1/20/11: Two New Portfolio Holdings and Three Downgrades

World Fuel Services Corp (NYSE: INT) markets fuel and related logistical services to a wide range of customers in the land, sea and air transportation businesses. The company doesn’t produce, refine or transport the fuel itself, instead serving as a middleman that arranges the purchase, storage, shipping and sale of fuel through third-party operators.

Don’t dismiss World Fuel Services’ business model as mundane and boring. Not only do companies worldwide regard fuel-related logistics as essential to their success, but there’s also plenty of scope for the firm to grow its business in coming years. World Fuel Services benefits from three key trends: a focus on cost savings, rising global demand for fuel and ongoing consolidation within the fuel logistics industry.

World Fuel Services Corp, a new addition to the growth-oriented Wildcatters Portfolio, rates a buy under 40.

The market’s enthusiasm for Oasis Petroleum (NYSE: OAS) stems from its operations in the Bakken Shale, an oil-producing region of North Dakota and Montana and arguably the most exciting US onshore oil field.

The stock should also benefit from two upside catalysts: rising oil prices and a slew of drilling results due out over the next few months. Oasis Petroleum rates a buy under 31 in the Gushers Portfolio. 

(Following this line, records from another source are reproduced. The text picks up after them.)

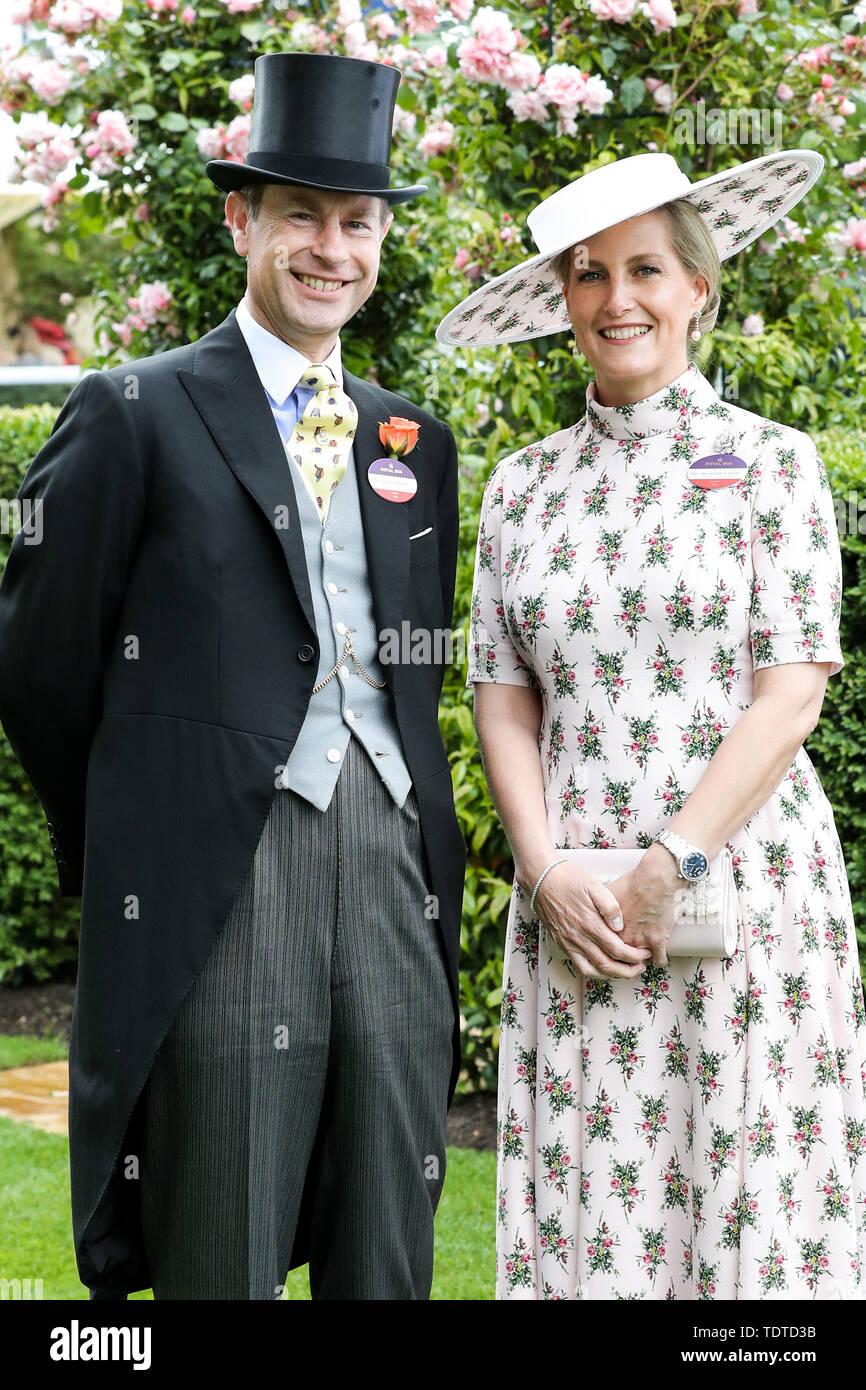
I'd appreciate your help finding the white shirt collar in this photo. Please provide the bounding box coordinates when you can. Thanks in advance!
[236,297,343,406]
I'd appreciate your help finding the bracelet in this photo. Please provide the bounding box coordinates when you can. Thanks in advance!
[530,855,566,912]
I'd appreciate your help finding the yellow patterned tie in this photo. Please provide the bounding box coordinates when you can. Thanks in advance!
[286,361,357,525]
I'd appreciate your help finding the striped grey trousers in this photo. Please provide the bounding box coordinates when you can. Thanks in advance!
[140,738,453,1300]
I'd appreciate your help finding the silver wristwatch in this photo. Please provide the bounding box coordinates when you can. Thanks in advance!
[656,830,710,883]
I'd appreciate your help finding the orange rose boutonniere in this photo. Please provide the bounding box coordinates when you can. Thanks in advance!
[379,416,421,459]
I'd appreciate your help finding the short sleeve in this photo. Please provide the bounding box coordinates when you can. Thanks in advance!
[466,460,534,685]
[749,430,845,676]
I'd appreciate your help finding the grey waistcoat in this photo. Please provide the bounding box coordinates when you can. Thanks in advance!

Optimism about the US economy and fuel demand has been a tailwind for US refiner and Gushers Portfolio recommendation Valero Energy Corp (NYSE: VLO) in recent weeks. Since the stock joined the Gushers Portfolio in the Feb. 17, 2010, issue A New Dark Age for Refiners, the stock has gained roughly 47 percent.

There’s an old saw on Wall Street that investors should sell when they can, not when they have to. Heed this advice. We’re downgrading Valero Energy Corp a hold. Investors should sell half their position and place a stop order to sell the stock at 22.25.

We added ExxonMobil Corp (NYSE: XOM) to the Proven Reserves Portfolio in the July 21, 2010, issue Energy Value Plays for two key reasons: It’s a great stock to own in times of market volatility, and sentiment surrounding ExxonMobil’s purchase of XTO Energy was far too bearish at the time.

We took advantage of a golden opportunity to buy ExxonMobil Corp, but there are better opportunities elsewhere in the market. Sell half your position for a 35 percent profit and raise your stop to 72 to lock in profits on the remainder of the position. This downgrade doesn’t reflect any specific fundamental problems; ExxonMobil’s management team is best in the business. Rather, this is a tactical move.

Including the value of dividends received, shares of Nordic American Tanker Shipping (NYSE: NAT) are down about 7.5 percent since we added the stock to the Portfolio in the June 23, 2010, issue A Full Tank of Oil. Nordic American Tanker Shipping now rates a hold.